Blue economy, as the World Bank defines, is the sustainable use of marine resources for economic growth, improved livelihoods, and jobs while preserving the health of ocean ecosystem. It covers fishing, minerals, shipping and port infrastructure, biotechnology, renewable energy, tourism, ocean governance and education in marine areas. The promotion of the blue economy is important for sustainable development. Here are five reasons why the blue economy should be promoted.
Blue economy plays a significant role providing 30 per cent of oil and gas resources and most of the resources are untapped. Sustainable mechanism their exploration would benefit the country.
About 90 per cent of goods trade through oceans and seas. Blue economy contributes US$ 2.5 trillion to world economy employing around 60 million people in fisheries and aquaculture and providing rare earth metals like polymetallic nodules and sulphides.
In the area of Climate change mitigation, the blue economy has an increasingly important role to play, even as we continue to lose forests on land. The shallow coastal water ecosystems, such as mangroves, tidal marshes and seagrass beds are now seen as a critical part of our approach to managing essential natural carbon sinks. Mangroves and other vegetated ocean habitats sequester 25 per cent of the extra carbon dioxide (CO2) from fossil fuels and protect coastal communities from floods and storms. These different ecosystems are ecologically integrated; their cumulative contribution is provided greater resilience than each of them combined.
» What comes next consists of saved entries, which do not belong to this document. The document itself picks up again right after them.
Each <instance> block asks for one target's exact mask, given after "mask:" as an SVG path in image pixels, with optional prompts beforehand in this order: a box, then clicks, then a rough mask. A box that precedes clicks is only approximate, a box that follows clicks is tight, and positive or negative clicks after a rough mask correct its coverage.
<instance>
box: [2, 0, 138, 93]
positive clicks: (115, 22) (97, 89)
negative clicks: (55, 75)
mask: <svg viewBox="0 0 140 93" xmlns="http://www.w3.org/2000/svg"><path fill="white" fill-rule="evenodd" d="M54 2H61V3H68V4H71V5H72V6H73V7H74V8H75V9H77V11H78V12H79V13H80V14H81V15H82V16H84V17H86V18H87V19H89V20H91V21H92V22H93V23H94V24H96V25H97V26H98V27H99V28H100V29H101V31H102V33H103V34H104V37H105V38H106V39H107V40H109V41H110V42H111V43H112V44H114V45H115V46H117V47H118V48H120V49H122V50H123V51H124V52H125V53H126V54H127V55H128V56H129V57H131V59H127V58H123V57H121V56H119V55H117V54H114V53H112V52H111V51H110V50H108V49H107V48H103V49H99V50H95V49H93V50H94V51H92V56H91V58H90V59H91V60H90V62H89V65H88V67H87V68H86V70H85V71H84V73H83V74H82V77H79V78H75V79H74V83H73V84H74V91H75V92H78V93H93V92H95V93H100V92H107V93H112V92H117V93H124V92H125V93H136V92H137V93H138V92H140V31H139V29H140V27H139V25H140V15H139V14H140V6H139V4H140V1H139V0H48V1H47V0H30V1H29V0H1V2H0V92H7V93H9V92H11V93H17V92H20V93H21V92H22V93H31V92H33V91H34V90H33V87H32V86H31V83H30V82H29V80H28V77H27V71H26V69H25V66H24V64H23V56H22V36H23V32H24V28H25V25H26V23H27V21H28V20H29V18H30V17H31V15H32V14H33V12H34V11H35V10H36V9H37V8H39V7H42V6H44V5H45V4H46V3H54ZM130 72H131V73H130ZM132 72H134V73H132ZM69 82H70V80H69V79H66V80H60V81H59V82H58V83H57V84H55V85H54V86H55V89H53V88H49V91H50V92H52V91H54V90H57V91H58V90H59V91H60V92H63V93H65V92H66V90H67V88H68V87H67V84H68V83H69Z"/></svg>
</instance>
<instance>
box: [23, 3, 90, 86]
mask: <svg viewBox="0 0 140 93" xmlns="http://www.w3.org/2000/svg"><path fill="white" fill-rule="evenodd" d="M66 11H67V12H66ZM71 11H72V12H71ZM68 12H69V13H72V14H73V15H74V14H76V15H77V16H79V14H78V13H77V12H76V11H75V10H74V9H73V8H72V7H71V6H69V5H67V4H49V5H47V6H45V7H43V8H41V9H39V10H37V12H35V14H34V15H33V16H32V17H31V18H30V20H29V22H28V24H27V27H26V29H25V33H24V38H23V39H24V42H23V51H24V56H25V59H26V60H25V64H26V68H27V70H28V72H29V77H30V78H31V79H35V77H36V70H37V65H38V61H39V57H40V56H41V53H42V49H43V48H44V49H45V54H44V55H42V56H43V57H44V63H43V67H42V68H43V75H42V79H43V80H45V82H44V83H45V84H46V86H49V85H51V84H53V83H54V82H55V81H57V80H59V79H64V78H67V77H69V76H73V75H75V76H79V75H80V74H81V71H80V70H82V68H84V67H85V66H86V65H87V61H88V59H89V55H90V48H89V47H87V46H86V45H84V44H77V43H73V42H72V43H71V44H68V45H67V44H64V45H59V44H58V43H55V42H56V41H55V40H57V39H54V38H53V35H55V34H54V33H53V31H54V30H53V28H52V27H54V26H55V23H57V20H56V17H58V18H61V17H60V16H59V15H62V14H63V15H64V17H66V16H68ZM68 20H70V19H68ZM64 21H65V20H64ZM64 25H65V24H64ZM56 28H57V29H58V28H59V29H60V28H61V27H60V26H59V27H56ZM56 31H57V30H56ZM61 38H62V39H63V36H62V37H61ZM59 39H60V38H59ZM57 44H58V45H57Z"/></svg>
A sustainable blue economy can help achieve commitments of Sustainable Development Goals (SDGs). So, to build a blue economy, we will need to put sustainability at its centre. This will require careful attention to all decisions and their cross‑sectoral implications. We will need to ensure that policies do not undermine each other and that interlinkages are leveraged for the benefit of people, planet and prosperity.”
Disaster Risk Reduction:
The blue economy has an important role to play in Disaster Risk Reduction. Furthermore, we must continue to build the DRR capacity and readiness of coastal populations to adapt to the adverse impacts of climate change.